Legislative Leaders Say They Are Closing In On Budget Deal

By Rachel La Corte, Associated Press

OLYMPIA, Wash. (AP) — With the deadline to avoid a potential government shutdown looming, legislative leaders said Tuesday they are close but have not yet reached final agreement on a new two-year state operating budget.

The Democratic-controlled House and Republican-led Senate have been struggling for months to find compromise on a budget that addresses a state Supreme Court mandate on education funding. They are in the midst of a third overtime session, and if a new budget isn’t signed into law by midnight Friday, a partial shutdown starts July 1.

Democratic Rep. Timm Ormsby, one of the main budget negotiators for the House, said they would need to have an agreement by Wednesday morning to ensure they get the budget to the governor in time. He said that legislative staff would need 48 hours to draft the bill.

While Washington state has never had a partial government shutdown, the Legislature has taken its budget talks to the brink before, including in 2013 and 2015, with budgets not signed by the governor until June 30 both years.

As for why this is the third time lawmakers are taking budget talks to the precipice of a shutdown, Ormsby said: “this is what divided government looks like.”

But he noted there has been no acrimony among negotiators.

“We’re just representing disparate political philosophies and trying to understand what those are,” he said. “Trying to overcome them has been the work, but the tone has always been good and remains good.”

An added challenge for the Legislature this year is addressing the education component of the budget.

The state has been in contempt of court since 2014 for lack of progress on satisfying a 2012 high court ruling that found that school funding was not adequate. Lawmakers have already put more than $2 billion toward the issue since the ruling, but the biggest piece remaining of the court order is figuring out how much the state must provide for teacher salaries. School districts currently pay a big chunk of those salaries with local property-tax levies. Senate Republicans and House Democrats have disagreed on several areas, including whether or not new taxes are needed.

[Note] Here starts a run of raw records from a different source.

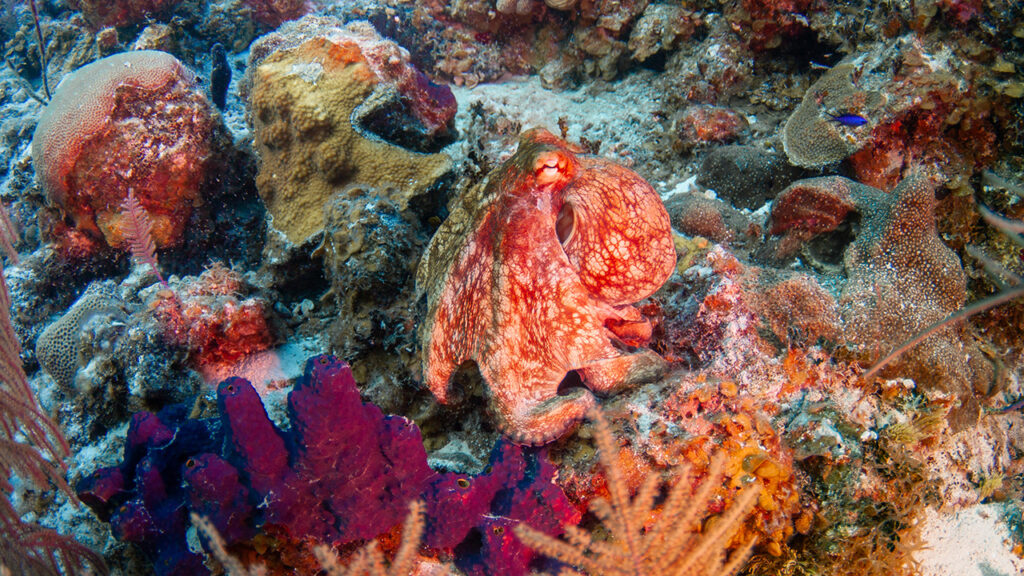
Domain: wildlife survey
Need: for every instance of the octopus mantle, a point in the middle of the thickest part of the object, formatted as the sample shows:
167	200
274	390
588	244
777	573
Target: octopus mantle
532	277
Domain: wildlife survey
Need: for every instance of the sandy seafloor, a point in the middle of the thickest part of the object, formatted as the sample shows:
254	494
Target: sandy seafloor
639	118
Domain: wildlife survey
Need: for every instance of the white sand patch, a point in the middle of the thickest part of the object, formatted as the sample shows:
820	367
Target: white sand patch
971	541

“This is the most complicated public policy that any of us have seen here in Olympia,” said Republican Senate Majority Leader Mark Schoesler. “Getting it right is really important.”

Contingency plans for a potential shutdown have been ongoing for weeks, and notices went out last week to about 32,000 state workers warning them they will be temporarily laid off if a budget is not in place by the deadline. A partial shutdown would affect everything from community supervision of offenders on probation, to meal services to the elderly to reservations made at state parks.

Gov. Jay Inslee said that the threat of a shutdown is causing considerable anxiety for both state employees and residents who rely on state services.

“We want legislators to be able to focus on relieving that anxiety as soon as possible,” he said.